The U.S. Digital Service—a program-turned-office that helps agencies fix major digital problems—released its annual report to Congress Tuesday with a rundown of ongoing projects and a list of successes from 2017.
The service was created in 2014 in the wake of the catastrophic early failure of the Healthcare.gov Obamacare website and later established as part of the Office of Management and Budget. Since that time, the idea has expanded into other agencies, with Veterans Affairs and the Defense Department standing up their own teams.
“We made a measurable impact,” Matt Cutts, USDS acting administrator, said in the report. “From recovering failed systems to consolidating services and designing intuitive interfaces, we are building more secure, efficient and modern government services with and for the American people.”

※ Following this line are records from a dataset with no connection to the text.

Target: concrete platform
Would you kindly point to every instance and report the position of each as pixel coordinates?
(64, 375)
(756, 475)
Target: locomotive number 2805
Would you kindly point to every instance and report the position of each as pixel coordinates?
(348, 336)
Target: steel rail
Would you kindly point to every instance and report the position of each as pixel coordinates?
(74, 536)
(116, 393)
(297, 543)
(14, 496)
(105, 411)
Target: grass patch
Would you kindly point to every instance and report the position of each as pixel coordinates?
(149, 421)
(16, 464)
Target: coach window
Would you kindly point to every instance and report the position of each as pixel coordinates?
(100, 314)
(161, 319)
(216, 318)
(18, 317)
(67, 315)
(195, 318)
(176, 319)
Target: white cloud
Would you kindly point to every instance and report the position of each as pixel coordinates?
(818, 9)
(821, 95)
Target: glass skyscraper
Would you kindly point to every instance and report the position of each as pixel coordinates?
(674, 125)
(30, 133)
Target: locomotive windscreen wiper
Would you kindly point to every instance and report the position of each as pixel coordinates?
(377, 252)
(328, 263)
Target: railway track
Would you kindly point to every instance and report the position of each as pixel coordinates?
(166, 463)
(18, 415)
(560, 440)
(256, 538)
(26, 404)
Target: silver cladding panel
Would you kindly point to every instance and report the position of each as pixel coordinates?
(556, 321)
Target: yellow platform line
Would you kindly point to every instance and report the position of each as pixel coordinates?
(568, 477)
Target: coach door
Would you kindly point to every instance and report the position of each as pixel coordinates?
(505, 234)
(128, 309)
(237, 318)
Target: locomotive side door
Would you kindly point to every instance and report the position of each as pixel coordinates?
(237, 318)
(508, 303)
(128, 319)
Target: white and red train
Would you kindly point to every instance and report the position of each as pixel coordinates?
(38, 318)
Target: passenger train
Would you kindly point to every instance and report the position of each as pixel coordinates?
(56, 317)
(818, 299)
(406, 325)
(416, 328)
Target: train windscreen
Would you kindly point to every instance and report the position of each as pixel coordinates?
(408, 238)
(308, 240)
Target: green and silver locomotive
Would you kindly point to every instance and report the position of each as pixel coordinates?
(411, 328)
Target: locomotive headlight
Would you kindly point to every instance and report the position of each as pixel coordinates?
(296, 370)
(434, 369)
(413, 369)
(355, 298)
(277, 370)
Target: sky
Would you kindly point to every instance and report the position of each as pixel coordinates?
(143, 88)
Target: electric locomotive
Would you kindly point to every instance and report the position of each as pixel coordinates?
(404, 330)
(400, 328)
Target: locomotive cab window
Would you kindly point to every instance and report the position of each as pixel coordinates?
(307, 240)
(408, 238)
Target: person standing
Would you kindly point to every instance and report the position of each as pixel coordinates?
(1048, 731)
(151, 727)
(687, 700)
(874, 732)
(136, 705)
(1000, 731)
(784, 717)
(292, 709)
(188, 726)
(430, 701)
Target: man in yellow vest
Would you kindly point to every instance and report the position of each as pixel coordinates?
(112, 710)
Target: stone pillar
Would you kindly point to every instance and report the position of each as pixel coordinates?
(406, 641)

The report cites 11 ongoing projects at six agencies, plus several governmentwide procurement initiatives:
- Veterans Affairs: Simplifying veteran-facing services through Vets.gov and streamlining appeals processing.
- General Services Administration: Improving government consumer identity with Login.gov.
- Small Business Administration: Modernizing small business certification programs.
- Homeland Security Department: Modernizing the immigration system and relaunching the Trusted Traveler programs.
- Defense Department: The Hack the Pentagon bug bounty and helping military families move with Move.mil.
- Health and Human Services: Implementing Medicare payment changes and modernizing health data access with APIs.
- Procurement: Transforming federal IT with Digital IT Acquisition Training.
Cutts estimates these projects will save the government $617 million and 1,475 labor-years over the next five years.
“It is an honor to build products that directly improve the lives of millions of people,” he wrote.
Natalie Moore, a product manager at the Veterans Affairs Digital Service who worked on a tool to help veterans who were discharged under non-standard circumstances, agrees with that sentiment. She joined USDS after serving a tour with the Peace Corps in Africa.
“I thought that experience living in a rural village doing work would be the most challenging mission-driven work that I would do. But I was lucky enough to find USDS,” she told Nextgov. “Government can be a really challenging environment, as well. But the mission is still really meaningful.”
Moore sees USDS and the individual agency shops as key to the digital future of the federal government.
“We’re at an interesting point now where we’re able to work on really amazing projects that help millions of people,” Moore said. “One of the things that we continue to look at is the number of people—the impact. We try to work on things that really end up impacting large amounts of people. I think staying true to that will be really important as we’re growing.”
Moore also cited the service’s other main values as key components of USDS’s mission and future: hire and empower great people; find the truth, tell the truth; optimize for results, not optics; go where the work is; design with users, not for them; and create momentum.
“I feel like, if we stay true to those values, five, 10 years down the road we should be in a good spot.”